Design a football coach in a laboratory, and compare your result to Stanford head coach David Shaw. It’s likely there’s not much of a difference.

He played football and basketball at Stanford, graduating with a sociology degree. He then went into coaching, where he learned under Ray Rhodes, Jim Harbaugh, and Jon Gruden. Oh, and his father coached for major college programs and NFL teams for more than four decades.

The son of college and NFL coach Willie Shaw, David played wide receiver for Stanford in the early 1990s under Bill Walsh and Dennis Green. He pursued a career in coaching after graduation, spending close to ten years as an assistant in the NFL for the Eagles, Raiders and Ravens.

In 2006, Shaw joined the San Diego State coaching staff as the passing game coordinator and wide receivers coach under head coach Jim Harbaugh. When Harbaugh left for Stanford the following year, Shaw followed him and became the team’s offensive coordinator.

Harbaugh’s eventual move to the 49ers elevated Shaw to head coach, where he’s been since 2011.

David Shaw’s biggest moment

The 2013 Rose Bowl Game is a sour memory for Packers fans who follow the Wisconsin Badgers on Saturdays, but it’s Shaw’s finest moment at Stanford. The entire lead-up to the bowl was dominated by the Badgers – their head coach Bret Bielema had accepted the head coaching position at Arkansas, leaving Wisconsin without a coach for the game.

Enter athletic director, legendary Badgers football coach, almost-Packers head coach (a story for another day) and Hall of Famer Barry Alvarez. Alvarez vowed to coach the Badgers for the bowl game. He was facing a familiar opponent – his Badgers team had beaten the Cardinal in the 2000 Rose Bowl Game.

Stanford bottled up Badgers running back and Heisman Trophy finalist Montee Ball and won 20-14. The victory was Shaw’s first bowl win as head coach, and made him the first African-American to win a Rose Bowl or BCS game.

In David Shaw’s own words

As the head coach of the biggest college football program near Silicon Valley, it’s not all that surprising that Shaw has given a TED Talk.

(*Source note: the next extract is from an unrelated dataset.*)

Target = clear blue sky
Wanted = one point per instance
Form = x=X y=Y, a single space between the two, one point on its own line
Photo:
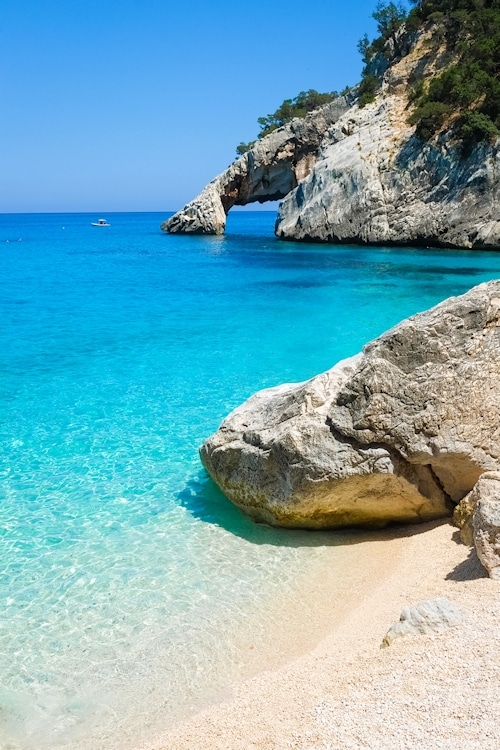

In the speech, he answered an interesting question: Is Stanford football changing the world? His answer and commentary on coaching and life is worth watching.

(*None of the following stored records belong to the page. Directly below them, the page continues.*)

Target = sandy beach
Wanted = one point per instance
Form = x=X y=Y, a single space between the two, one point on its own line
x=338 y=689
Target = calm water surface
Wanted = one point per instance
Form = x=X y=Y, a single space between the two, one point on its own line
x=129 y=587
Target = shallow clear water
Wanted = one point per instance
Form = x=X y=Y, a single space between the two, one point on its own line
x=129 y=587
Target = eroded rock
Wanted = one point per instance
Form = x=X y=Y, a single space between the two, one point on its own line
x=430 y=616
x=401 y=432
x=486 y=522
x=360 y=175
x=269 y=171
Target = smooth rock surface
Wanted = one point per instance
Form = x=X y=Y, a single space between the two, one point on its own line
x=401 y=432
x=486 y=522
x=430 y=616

What are the chances David Shaw is the next Packers head coach?

Jon’s Rating: 0/5

People are wont to draw subliminal connections between David Shaw and Jim Harbaugh, his predecessor at Stanford. But Shaw is no Harbaugh, at least not when it comes to switching jobs.

After experiencing the early-career job churn common to football coaches, Shaw has posted up at Stanford and shows no interest in leaving. Seriously, just ask him. His name has come up in connection with NFL jobs in 2018 and 2017 and 2016 and 2015, and each time the answer from Shaw has been exactly the same: “Thanks, but no thanks.”

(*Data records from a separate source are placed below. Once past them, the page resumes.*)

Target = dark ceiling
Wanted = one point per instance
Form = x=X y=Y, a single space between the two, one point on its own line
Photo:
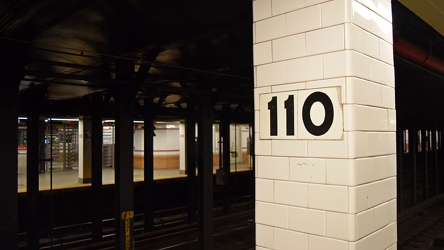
x=177 y=50
x=418 y=88
x=174 y=51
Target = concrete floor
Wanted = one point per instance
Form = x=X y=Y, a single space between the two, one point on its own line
x=69 y=178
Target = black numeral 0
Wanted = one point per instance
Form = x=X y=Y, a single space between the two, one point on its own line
x=289 y=106
x=272 y=106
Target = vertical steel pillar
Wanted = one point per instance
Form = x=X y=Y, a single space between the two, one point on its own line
x=11 y=73
x=205 y=173
x=190 y=140
x=124 y=160
x=399 y=155
x=96 y=171
x=32 y=176
x=148 y=163
x=226 y=164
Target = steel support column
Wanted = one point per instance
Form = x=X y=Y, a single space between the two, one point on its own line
x=11 y=72
x=190 y=140
x=32 y=176
x=205 y=173
x=124 y=161
x=226 y=164
x=33 y=98
x=96 y=171
x=148 y=163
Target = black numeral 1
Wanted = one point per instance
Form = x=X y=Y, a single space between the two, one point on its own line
x=272 y=106
x=289 y=106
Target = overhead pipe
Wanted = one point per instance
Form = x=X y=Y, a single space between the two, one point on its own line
x=417 y=55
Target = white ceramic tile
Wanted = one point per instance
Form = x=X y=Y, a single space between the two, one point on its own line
x=304 y=69
x=386 y=52
x=375 y=143
x=364 y=170
x=262 y=53
x=264 y=236
x=272 y=214
x=264 y=190
x=360 y=65
x=328 y=197
x=385 y=9
x=371 y=4
x=307 y=220
x=261 y=147
x=365 y=196
x=383 y=73
x=276 y=168
x=381 y=216
x=313 y=2
x=336 y=64
x=270 y=28
x=334 y=12
x=354 y=37
x=381 y=166
x=303 y=20
x=361 y=15
x=365 y=223
x=288 y=87
x=381 y=27
x=257 y=92
x=393 y=247
x=389 y=189
x=283 y=6
x=271 y=74
x=360 y=91
x=325 y=40
x=371 y=242
x=392 y=165
x=341 y=226
x=291 y=193
x=371 y=44
x=316 y=243
x=308 y=170
x=261 y=9
x=388 y=97
x=392 y=211
x=326 y=83
x=328 y=149
x=289 y=47
x=339 y=172
x=289 y=240
x=289 y=148
x=357 y=144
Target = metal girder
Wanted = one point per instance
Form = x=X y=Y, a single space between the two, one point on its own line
x=205 y=170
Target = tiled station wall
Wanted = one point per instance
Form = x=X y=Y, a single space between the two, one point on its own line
x=327 y=194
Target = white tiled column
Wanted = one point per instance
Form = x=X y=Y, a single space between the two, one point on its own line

Shaw seems perfectly comfortable doing what he’s doing: cashing big checks from Stanford, winning the vast majority of his games, and appearing in a bowl game in a warm-weather state. And really, why shouldn’t he be?

Gary’s Rating: 0/5

The job security afforded to David Shaw at Stanford is a luxury no NFL team can match. Few high-profile college football programs do not lower their academic standards to accept recruits with sub-par grades. To play football at Stanford, you first must be the intellectual equal of the university’s students. That Shaw is able to put together winning records is a testament to his pedigree as a coach, and it’s why he’s often brought up in coaching searches.

Green Bay’s head coaching opening is an attractive job, but the sacrifices a coach like Shaw would make include a significant step down in job security, greater performance scrutiny, and a higher bar for success. Shaw makes a reported $6 million annually – the same as McCarthy did in his final season.

There are never any guarantees in life. If David Shaw coaches in the NFL again, he may not be as successful as he is at Stanford. Given the comfortable situation he has in Palo Alto, it’s unlikely he moves east to Wisconsin.